Each individual EOS FST always runs what is known as a disk scanner thread. This thread runs a scan of the local FST filesystem every four hours. During the scan only files that have not been scanned in the last 7 days are scanned. Scanning a file means reading it contents and recalculating its checksum. The checksum is compared to what the EOS namespace believes is the correct value and the result of the test is stored in a local LevelDB database. The scanner code is also reused outside of the EOS FSTs in the form of a standalone program named eos-scan-fs.

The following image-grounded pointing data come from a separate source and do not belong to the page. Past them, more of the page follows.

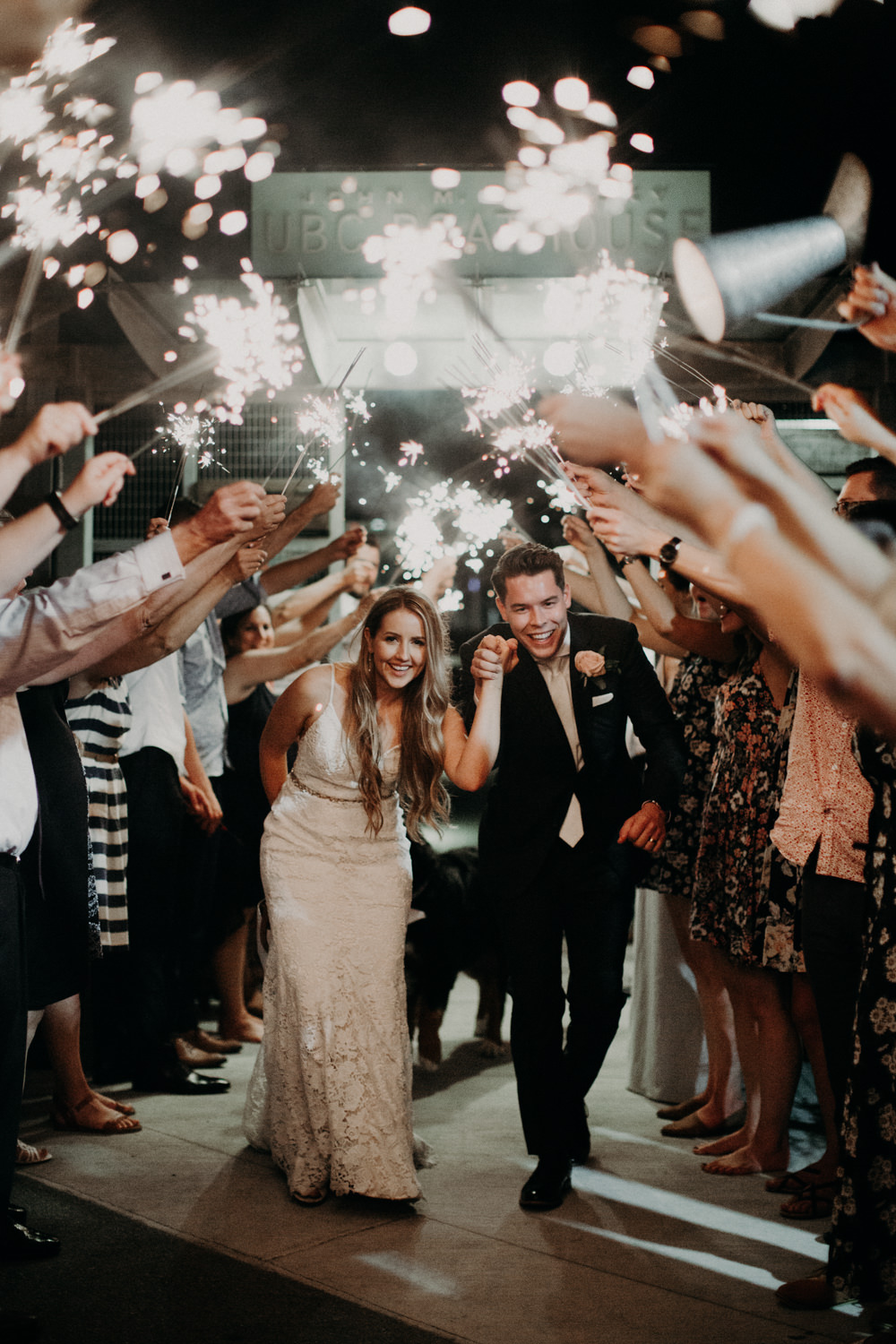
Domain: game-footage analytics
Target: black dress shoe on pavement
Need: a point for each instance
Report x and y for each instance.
(548, 1185)
(18, 1327)
(26, 1244)
(182, 1081)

Scanning local filesystems of an FST can be heavy in terms of local disk I/O. The scanning of a filesystem can be turned off by by setting the filesystem attribute scaninterval to 0, for example:

[itctabuild02] ~ > eos fs config 1 scaninterval=0
[itctabuild02] ~ > 

The EOS MGM contains the following two threads for fsck support. Both of which can be toggled on or off with the eos fsck config command:

  • The fsck collection thread.
  • The fsck repair thread.

The fsck collection thread collects the results of disk scans made by the FSTs. The fsck repair thread acts on the collected results by making repairs where they can be made.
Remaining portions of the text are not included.